The psychodynamic perspective has evolved considerably since Freud’s time, encompassing all the theories in psychology that see human functioning based upon the interaction of conscious and unconscious drives and forces within the person, and between the different structures of the personality.

Erickson’s Psychosocial Theory

Now, let us turn to a less controversial psychodynamic theorist, the father of developmental psychology, Erik Erikson (1902-1994). Erikson was a student of Freud’s and expanded on his theory of psychosexual development by emphasizing the importance of culture in parenting practices and motivations and adding stages of adult development (Erikson, 1950; 1968).

As an art school dropout with an uncertain future, young Erik Erikson met Freud’s daughter, Anna Freud, while he was tutoring the children of an American couple undergoing psychoanalysis in Vienna. It was Anna Freud who encouraged Erikson to study psychoanalysis. Erikson received his diploma from the Vienna Psychoanalytic Institute in 1933, and as Nazism spread across Europe, he fled the country and immigrated to the United States that same year. Erikson later proposed a psychosocial theory of development, suggesting that an individual’s personality develops throughout the lifespan—a departure from Freud’s view that personality is fixed in early life. In his theory, Erikson emphasized the social relationships that are important at each of the eight-stage of psychosocial development, each of which includes a conflict or developmental task. The development of a healthy personality and a sense of competence depend on the successful completion of each task. His stage theory was also different than his predecessor in that he emphasized development throughout the lifespan, not just until adulthood.

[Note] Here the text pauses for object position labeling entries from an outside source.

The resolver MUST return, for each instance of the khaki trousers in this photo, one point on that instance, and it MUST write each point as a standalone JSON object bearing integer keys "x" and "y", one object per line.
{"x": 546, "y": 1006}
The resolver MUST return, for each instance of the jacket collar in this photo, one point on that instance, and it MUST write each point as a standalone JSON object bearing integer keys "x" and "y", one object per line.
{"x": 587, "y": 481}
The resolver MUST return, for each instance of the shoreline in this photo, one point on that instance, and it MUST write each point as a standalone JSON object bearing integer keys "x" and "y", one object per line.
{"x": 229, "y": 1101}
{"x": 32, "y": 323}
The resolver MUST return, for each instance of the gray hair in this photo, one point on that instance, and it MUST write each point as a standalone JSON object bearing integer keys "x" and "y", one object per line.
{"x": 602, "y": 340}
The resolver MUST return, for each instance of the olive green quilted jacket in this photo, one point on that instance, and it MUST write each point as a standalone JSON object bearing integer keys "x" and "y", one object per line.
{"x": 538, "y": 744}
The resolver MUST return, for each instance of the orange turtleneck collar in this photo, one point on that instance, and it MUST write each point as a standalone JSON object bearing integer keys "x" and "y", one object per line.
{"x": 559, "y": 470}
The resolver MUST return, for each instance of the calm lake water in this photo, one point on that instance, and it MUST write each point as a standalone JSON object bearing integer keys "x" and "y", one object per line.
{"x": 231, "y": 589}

Figure 3.5.2. Erik Erikson

Table 3.5.1. Erikson’s Psychosocial Stage Theory

Erikson’s eight stages form a foundation for discussions on emotional and social development during the lifespan. Keep in mind, however, that these stages or crises can occur more than once or at different times of life. For instance, a person may struggle with a lack of trust beyond infancy. Erikson’s theory is criticized for focusing so heavily on stages and assuming that the completion of one stage is a prerequisite for the next crisis of development. His theory also focuses on the social expectations found in certain cultures, but not in all. For instance, the idea that adolescence is a time of searching for identity might translate well in the middle-class culture of the United States, but not as well in cultures where the transition into adulthood coincides with puberty through rites of passage and where adult roles offer fewer choices.



Video 3.5.2. Erikson's Psychosocial Development explains how humans progress through various stages.

By and large, Erikson’s view that development continues throughout the lifespan is very significant and has received great recognition. However, like Freud’s theory, it has been criticized for focusing on more men than women and also for its vagueness, making it difficult to test rigorously.